Louie Psallidas steps down as Uno CEO

The company has named Jim Ilaria to be his successor.
Photograph: Shutterstock

Louie Psallidas is stepping down as CEO of Uno Restaurant Holdings, he announced on his LinkedIn page Wednesday.

Jim Ilaria, former CEO of a large Applebee’s franchisee and a longtime industry executive and private equity operator, was picked to replace him.

“When I first became CEO of Uno, a wise man told me that it would be important to recognize when the time comes to step away, and now after almost 11 years at Uno I have decided that the time has come for me to step aside and hand over the reins to a new leader,” Psallidas said in his announcement, “A farewell to my friends at Uno.”

Psallidas was first named CFO of the Boston-based chain in 2008 and was promoted to CEO in 2014.

Psallidas said in his announcement that he plans to work with Ilaria “over the next few weeks” to ensure a smooth transition. He said he has worked with Uno’s owners to find “a strong and capable successor with similar values and beliefs who can take the Uno brand to the next level.”

In an interview with Restaurant Business on Wednesday, Ilaria called Psallidas “a great operator and a class act.”
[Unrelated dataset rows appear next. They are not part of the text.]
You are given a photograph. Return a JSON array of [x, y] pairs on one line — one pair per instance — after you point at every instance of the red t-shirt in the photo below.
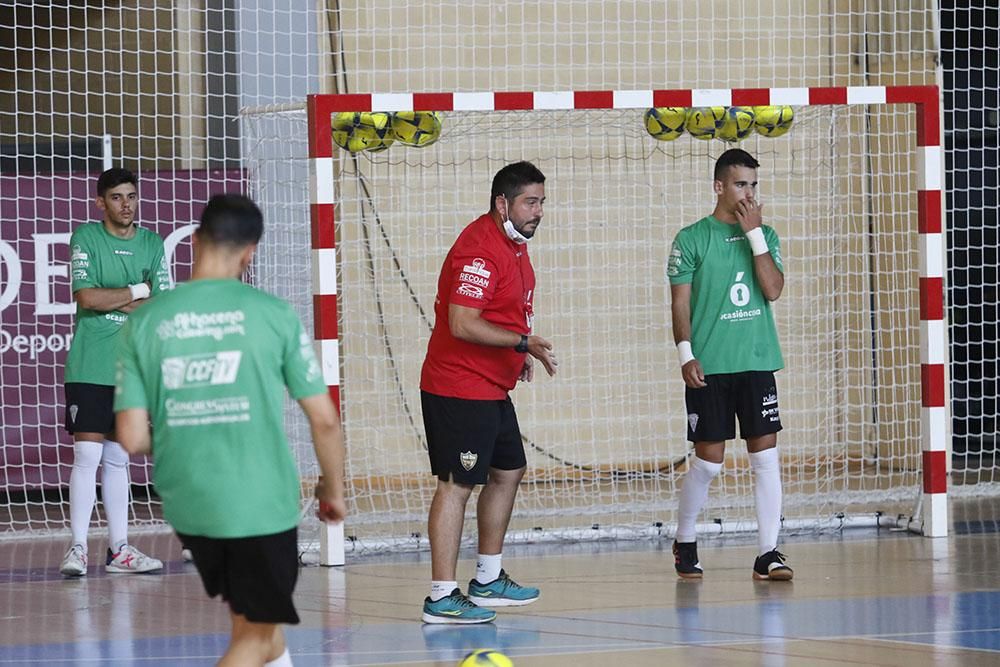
[[487, 271]]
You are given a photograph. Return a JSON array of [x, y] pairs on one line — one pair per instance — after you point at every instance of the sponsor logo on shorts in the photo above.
[[770, 414], [468, 460], [477, 267], [693, 421], [465, 289]]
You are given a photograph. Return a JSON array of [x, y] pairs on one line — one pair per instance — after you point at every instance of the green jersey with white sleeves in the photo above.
[[100, 259], [210, 361], [732, 326]]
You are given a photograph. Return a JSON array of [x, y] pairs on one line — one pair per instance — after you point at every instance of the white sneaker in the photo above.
[[130, 559], [74, 562]]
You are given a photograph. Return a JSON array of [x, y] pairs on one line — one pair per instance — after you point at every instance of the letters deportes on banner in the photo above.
[[37, 216]]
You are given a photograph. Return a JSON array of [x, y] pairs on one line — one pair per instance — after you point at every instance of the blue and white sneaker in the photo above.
[[457, 609], [502, 592]]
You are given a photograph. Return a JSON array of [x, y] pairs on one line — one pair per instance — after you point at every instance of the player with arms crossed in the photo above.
[[724, 271], [116, 267], [207, 364], [480, 347]]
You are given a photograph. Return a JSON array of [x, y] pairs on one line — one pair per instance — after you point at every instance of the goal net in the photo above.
[[845, 189]]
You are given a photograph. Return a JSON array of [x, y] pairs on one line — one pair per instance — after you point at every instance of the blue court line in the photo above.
[[962, 621]]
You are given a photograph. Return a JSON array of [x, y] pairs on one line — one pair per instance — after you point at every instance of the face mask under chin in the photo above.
[[513, 234]]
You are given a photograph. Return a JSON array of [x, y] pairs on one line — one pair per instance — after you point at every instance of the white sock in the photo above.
[[442, 589], [767, 490], [83, 488], [114, 492], [694, 493], [283, 660], [488, 567]]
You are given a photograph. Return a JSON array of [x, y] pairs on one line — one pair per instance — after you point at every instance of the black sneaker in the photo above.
[[686, 560], [771, 566]]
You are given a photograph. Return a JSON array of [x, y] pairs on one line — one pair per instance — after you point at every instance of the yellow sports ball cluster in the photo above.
[[375, 131], [730, 124], [485, 657]]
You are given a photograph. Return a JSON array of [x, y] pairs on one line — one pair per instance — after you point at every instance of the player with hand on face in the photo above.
[[724, 272]]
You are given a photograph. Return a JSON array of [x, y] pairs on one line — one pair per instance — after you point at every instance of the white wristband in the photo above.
[[684, 352], [139, 291], [758, 245]]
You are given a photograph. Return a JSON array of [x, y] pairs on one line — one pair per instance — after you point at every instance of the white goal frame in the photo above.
[[932, 518]]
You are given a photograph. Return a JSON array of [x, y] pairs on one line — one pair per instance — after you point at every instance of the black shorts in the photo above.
[[255, 575], [465, 438], [90, 408], [751, 396]]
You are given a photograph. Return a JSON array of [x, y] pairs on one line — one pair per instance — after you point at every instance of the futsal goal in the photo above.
[[356, 241]]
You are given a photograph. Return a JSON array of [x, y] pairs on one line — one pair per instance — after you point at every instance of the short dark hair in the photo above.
[[734, 157], [512, 179], [231, 220], [112, 178]]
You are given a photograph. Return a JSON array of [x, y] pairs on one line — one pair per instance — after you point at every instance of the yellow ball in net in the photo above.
[[704, 122], [773, 121], [738, 124], [484, 657], [363, 131], [417, 128], [665, 123]]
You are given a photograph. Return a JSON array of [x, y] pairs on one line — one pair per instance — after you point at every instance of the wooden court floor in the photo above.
[[864, 597]]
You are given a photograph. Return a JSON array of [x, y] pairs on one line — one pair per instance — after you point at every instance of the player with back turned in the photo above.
[[207, 365]]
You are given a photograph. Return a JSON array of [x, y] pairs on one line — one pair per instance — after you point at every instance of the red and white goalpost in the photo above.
[[854, 191]]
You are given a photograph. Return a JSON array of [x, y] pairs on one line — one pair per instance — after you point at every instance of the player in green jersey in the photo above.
[[116, 267], [207, 365], [724, 272]]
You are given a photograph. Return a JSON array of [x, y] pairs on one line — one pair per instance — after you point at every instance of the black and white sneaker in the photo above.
[[686, 560], [771, 567]]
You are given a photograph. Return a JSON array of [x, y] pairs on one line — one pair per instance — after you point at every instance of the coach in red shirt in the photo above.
[[480, 347]]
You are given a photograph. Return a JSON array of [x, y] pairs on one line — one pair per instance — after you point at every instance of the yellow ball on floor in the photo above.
[[486, 658]]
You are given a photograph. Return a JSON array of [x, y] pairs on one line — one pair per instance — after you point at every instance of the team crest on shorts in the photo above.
[[468, 459]]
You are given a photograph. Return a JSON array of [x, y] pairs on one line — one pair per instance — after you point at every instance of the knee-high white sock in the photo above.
[[83, 488], [114, 492], [694, 493], [767, 490]]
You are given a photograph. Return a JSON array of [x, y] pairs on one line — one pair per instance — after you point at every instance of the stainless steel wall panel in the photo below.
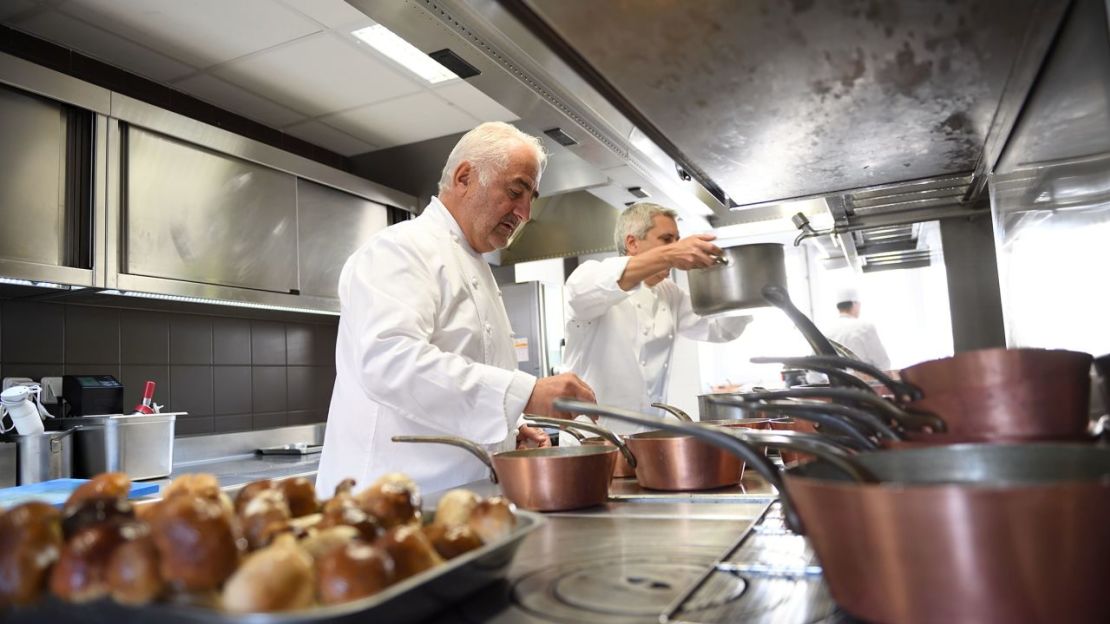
[[32, 159], [202, 217], [332, 224]]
Uno operates 100 locations, primarily in New England, Florida and Chicago. The company recently refranchised eight restaurants in Maryland and Virginia to a franchisee, Bastian Restaurant Group, as part of a plan to sell company stores to franchisees. The company is owned by the investment firm Newport Global Advisors.

Ilaria said he is “honored and excited to be leading such an iconic American brand” that will celebrate its 75th anniversary next year. And he described a “three-pronged growth plan” to add new units domestically and internationally.
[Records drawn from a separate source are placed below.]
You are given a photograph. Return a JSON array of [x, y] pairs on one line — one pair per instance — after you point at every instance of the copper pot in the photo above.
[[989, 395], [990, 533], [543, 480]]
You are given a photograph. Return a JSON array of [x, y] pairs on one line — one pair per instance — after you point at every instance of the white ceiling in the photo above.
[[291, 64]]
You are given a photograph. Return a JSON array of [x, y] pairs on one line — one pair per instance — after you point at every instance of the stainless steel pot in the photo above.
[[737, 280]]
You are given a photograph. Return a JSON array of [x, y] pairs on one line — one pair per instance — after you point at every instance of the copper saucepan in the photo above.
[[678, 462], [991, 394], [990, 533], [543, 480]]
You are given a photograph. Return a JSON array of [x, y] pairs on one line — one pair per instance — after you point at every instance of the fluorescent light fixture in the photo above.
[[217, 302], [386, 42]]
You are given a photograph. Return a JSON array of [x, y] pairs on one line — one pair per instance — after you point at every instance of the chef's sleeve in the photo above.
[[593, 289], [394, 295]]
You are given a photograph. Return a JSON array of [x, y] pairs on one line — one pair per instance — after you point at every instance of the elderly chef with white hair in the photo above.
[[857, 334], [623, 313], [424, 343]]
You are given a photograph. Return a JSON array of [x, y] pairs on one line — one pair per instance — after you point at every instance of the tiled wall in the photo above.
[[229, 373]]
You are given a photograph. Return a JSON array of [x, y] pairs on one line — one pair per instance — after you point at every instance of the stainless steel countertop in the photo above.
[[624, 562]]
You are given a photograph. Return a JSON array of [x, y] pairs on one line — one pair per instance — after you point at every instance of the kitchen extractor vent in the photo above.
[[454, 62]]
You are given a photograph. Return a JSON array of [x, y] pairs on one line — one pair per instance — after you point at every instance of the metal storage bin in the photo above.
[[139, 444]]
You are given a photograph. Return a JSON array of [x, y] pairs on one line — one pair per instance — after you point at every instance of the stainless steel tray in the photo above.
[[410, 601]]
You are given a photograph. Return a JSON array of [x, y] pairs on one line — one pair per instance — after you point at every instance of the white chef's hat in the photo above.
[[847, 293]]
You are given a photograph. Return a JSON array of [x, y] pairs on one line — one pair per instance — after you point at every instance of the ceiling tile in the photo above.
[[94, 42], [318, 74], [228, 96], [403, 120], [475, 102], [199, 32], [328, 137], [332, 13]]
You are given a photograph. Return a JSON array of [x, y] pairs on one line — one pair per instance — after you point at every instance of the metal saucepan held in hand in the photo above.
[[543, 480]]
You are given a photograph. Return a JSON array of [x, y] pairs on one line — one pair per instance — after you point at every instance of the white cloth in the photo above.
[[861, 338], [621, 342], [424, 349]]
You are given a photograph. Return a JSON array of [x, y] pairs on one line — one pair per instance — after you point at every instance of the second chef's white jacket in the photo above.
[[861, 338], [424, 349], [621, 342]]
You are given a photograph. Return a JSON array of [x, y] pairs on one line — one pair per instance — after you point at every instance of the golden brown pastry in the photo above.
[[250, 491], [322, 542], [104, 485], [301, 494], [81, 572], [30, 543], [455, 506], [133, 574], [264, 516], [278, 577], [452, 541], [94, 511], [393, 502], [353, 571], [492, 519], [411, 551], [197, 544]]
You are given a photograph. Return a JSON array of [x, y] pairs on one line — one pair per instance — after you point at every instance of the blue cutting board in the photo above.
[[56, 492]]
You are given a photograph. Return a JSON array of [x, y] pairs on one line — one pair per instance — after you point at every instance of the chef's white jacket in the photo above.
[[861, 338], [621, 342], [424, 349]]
The first prong is to develop a new, low-cost conversion package aimed at operators of casual-dining restaurants that are losing money. A bar and grill concept could be easily converted to an Uno with the addition of a pizza oven.
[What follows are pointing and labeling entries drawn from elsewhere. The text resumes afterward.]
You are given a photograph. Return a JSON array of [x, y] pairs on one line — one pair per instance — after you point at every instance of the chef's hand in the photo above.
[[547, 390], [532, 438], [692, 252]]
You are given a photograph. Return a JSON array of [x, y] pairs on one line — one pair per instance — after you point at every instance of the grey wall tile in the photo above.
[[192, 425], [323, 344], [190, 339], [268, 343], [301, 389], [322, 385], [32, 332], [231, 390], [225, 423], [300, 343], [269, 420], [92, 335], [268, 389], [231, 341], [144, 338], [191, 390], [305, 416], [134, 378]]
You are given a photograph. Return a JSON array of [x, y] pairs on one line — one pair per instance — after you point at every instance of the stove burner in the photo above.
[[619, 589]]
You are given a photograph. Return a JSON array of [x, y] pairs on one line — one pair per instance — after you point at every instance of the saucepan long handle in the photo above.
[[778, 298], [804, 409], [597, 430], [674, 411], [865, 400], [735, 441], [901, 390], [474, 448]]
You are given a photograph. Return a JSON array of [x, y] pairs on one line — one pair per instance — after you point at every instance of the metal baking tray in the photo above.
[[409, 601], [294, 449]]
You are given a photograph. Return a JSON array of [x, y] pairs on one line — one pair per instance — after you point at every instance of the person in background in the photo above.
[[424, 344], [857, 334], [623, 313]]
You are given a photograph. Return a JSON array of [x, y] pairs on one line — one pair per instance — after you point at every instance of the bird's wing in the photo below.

“Some of these markets have good sites but the trade area has voted that they don’t want their offering,” Ilaria said.

Outside the U.S., the company has developed Uno Next, a pizza-focused prototype designed to bring the brand into new markets. And the company plans to work with operators in nontraditional locations such as airports to bring Uno’s grab-and-go offerings there.

Ilaria said that the company does not plan to sell all of its locations to franchisees, as some other brands have done. “I’m a big fan of having some company stores to drive trial and show franchisees we have skin in the game,” he said.

And Ilaria noted that, as a former executive with both franchisors—he was once an interim CEO of the Hot Stuff Foods franchise—and franchisees, he could relate to a franchise system like Uno.

“I have a strong focus on our franchisees’ four-wall profitability,” he said, adding that he believes in working with operators to develop marketing programs that increase the brand’s market share.